La violencia, entendida como el uso intencional y despiadado de la fuerza con la intención de alcanzar un objetivo que garantice la supervivencia o una posición de poder, tiene un vínculo anacrónico con nuestra especie, lo que la convierte en una preocupación central para quienes se interesen en el estudio de la condición humana.

Wolfang Sofsky sostiene que “la sociedad no se funda ni en un impulso irresistible de sociabilidad ni en necesidades laborales. Es la experiencia de la violencia la que une a los hombres. La sociedad es un aparato de protección mutua”. En ese sentido, diríamos que en la historia de las comunidades está latente la búsqueda de instrumentos de pacificación que encuentran su legitimidad en la convención, que en última instancia se transforma en ley.

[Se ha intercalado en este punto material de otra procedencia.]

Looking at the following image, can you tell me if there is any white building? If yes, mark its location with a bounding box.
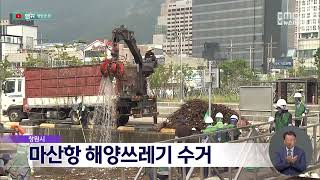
[296,0,320,68]
[153,0,175,46]
[163,0,192,55]
[83,39,112,62]
[0,21,38,60]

Basta con echar un vistazo a la evolución de nuestros saberes para constatar que la brutalidad normalizada en otras épocas es hoy motivo de debate y movilización. Steven Pinker, en su provocador libro Los ángeles que llevamos dentro. El declive de la violencia y sus implicaciones, hace hincapié en que nos hemos encargado de negar la herencia de sangre que tiñó nuestro pasado para hacer más digeribles nuestros orígenes; es el apetito de actualidad el que nos permite menospreciar las tragedias y transgresiones que hicieron posible nuestra calidad de vida. Desde su posición de hombre de ciencia, Pinker puntualiza: “Debo convencer al lector de que la violencia ha descendido realmente en el transcurso de la historia, sabiendo que la idea misma invita al escepticismo, la incredulidad y, a veces, incluso, al enfado”.

Aunque el empleo de la estadística pueda parecer un artificio obstinado, revisar el Índice de Desarrollo Humano de las Naciones Unidas nos permite comprobar la disminución de la barbarie y hace aún más visibles a los grupos que siguen padeciéndola. Una de las acciones más loables del humanismo ha sido la de denunciar las estructuras despóticas que se han aceptado social y políticamente; al igual que su contribución para establecer límites al bonapartismo de las ideologías radicales.

La constitución del Estado moderno y su potestad sobre el uso legítimo de la fuerza también se convirtió en uno de los factores que resultó determinante para el decrecimiento de las disputas entre civiles, pese a que sus deformaciones fueron acicate para la llamada “era de las revoluciones”, sus rasgos esenciales y su misión de procurar el orden jurídico siguen vigentes. Creo, con Pinker, que los esfuerzos que se han emprendido hacia la concordia, por pequeños que sean, valen la pena y nos acercan un paso más al objetivo de vencer nuestros espectros más sórdidos: “La crueldad del hombre hacia el hombre ha sido desde hace tiempo tema de moralización. Al saber que algo la ha hecho disminuir, también podemos considerarla una cuestión de causa y efecto. En vez de preguntar: ‘¿Por qué están en guerra?’, deberíamos preguntarnos: ‘¿Por qué hay paz?’ Podemos obsesionarnos no sólo con lo que hemos estado haciendo mal sino también con lo que hemos estado haciendo bien”.

Aún somos testigos de crímenes que horrorizan y lastiman nuestra dignidad: México es muestra de ello; sin embargo, el sólo hecho de habernos vuelto sensibles a esa realidad nos permite enfrentarnos a ella con las herramientas que poseemos como ciudadanos. La denuncia en redes sociales, aunque ya es uno de los espacios más potentes para llamar a la justicia, no basta para atacar el problema si su relevancia objetiva es diluida por la polémica y la confrontación. Muchos son los grupos que, en el afán de ganar popularidad o cumplir una agenda, se mueven al unísono de la consigna y buscan obtener resonancia a través de la descalificación.

La unidad ciudadana es una fuerza capaz de resistir el influjo de la atrocidad; quienes buscan la disgregación por la vía del odio son los cultores del resentimiento, sin importar su procedencia. Si cedemos a sus deseos estaríamos constatando las tesis que apuntalan la decadencia de nuestra humanidad; estaríamos confirmando que no somos aptos para la cultura.